太平洋戦争後、厳冬のシベリアに抑留されながらも仲間に生きる希望を説き続けた山本幡男さん。
映画「ラーゲリより愛を込めて」で二宮和也さんが演じた主人公山本幡男さんは実在の人物です。
映画でのエピソードも真実に近く、ご子息は立教大学名誉教授の山本顕一さんや建築家の山本厚生さん。
映画では長男山本顕一さんを寺尾聡さんが演じていらっしゃいますが、寺尾聡さんは平成5(1993)年にテレビドラマで山本幡男さんを演じられています。
目次
ソ連対日参戦
そもそも日本人捕虜のシベリア抑留は、ソ連が一方的に日ソ中立条約を破棄して大日本帝国に宣戦布告し侵攻してきたことが原因。
昭和20(1945)年8月8日夜に、ソ連のモトロフ外務人民委員が、佐藤尚武ソ連大使を招致し、そこで佐藤大使にソビエト政府の対日参戦を宣告します。
そして、翌日の8月9日未明にソ連軍が満ソ国境を越えて攻撃を開始しました。
78年前の今日です。
日露両国間の禍根
日本は8月15日に降伏しますが、ソ連のわずか一週間の侵攻で、たくさんの悲劇が起きます。シベリア抑留や中国残留日本人です。
ポツダム宣言後もソ連赤軍派侵攻を続け、現在の北方領土を占領したソ連。
またその過程でソ連軍による日本の捕虜や民間人に対する苛烈な行為は、現在の日露関係に影響していると思います。
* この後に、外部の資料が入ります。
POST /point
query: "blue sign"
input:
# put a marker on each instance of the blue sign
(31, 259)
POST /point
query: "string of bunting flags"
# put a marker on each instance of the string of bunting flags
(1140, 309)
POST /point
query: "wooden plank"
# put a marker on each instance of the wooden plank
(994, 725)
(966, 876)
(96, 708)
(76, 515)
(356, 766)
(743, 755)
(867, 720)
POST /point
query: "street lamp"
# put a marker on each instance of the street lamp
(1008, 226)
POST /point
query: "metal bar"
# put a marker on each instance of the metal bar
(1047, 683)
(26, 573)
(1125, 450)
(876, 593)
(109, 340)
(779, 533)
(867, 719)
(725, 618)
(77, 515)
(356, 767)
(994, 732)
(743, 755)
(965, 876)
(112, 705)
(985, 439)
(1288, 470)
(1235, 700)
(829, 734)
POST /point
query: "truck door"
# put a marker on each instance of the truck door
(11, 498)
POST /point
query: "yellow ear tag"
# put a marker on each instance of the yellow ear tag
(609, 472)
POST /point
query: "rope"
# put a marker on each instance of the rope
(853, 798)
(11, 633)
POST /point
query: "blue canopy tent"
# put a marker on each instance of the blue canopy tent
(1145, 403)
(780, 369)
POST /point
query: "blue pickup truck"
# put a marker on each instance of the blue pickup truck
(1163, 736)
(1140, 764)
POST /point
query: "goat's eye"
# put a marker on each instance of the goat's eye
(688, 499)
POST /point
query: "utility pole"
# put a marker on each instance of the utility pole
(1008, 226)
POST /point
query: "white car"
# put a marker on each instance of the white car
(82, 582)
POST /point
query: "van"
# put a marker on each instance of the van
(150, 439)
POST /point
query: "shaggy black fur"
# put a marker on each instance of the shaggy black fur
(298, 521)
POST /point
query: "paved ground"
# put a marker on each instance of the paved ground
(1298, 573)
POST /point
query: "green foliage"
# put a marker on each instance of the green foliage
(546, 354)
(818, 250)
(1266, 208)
終戦後であるにもかかわらず、日本は捕虜を救出できなかった。
社会主義建設のために、無報酬の労働力に駆り出されたのだと語る人もいます。
山本幡男氏
映画「ラーゲリより愛を込めて」の主人公山本幡男さんは、旧制東京外国語学校(現東京外国語大学)でロシア語を学び、結婚後満州に渡り、大連市の満鉄調査部に入社しました。
ロシア語の読み書きの才能を活かし、ソ連についての研究書の執筆やロシア語の翻訳や通訳など、語学関連分野で活躍したのです。
その彼が収容所に送り込まれ、その過酷な生活の中で仲間の支えとなる姿が映画では描かれています。
映画「ラーゲリより愛を込めて」
映画では、主人公を演じたニノはもちろんのこと、他の演技者も素晴らしいのですが、私は足が不自由な新谷を演じた中島健人さんに拍手👏👏
それ以上に素晴らしかったのが犬のクロを演じたワンちゃん(子犬と成犬がいる)ですかね。
ラーゲリ―で抑留者たちに黒い犬がクロと名付けられて飼われていた話は有名で「氷の海を追ってきたクロ」という児童向けの本もでています。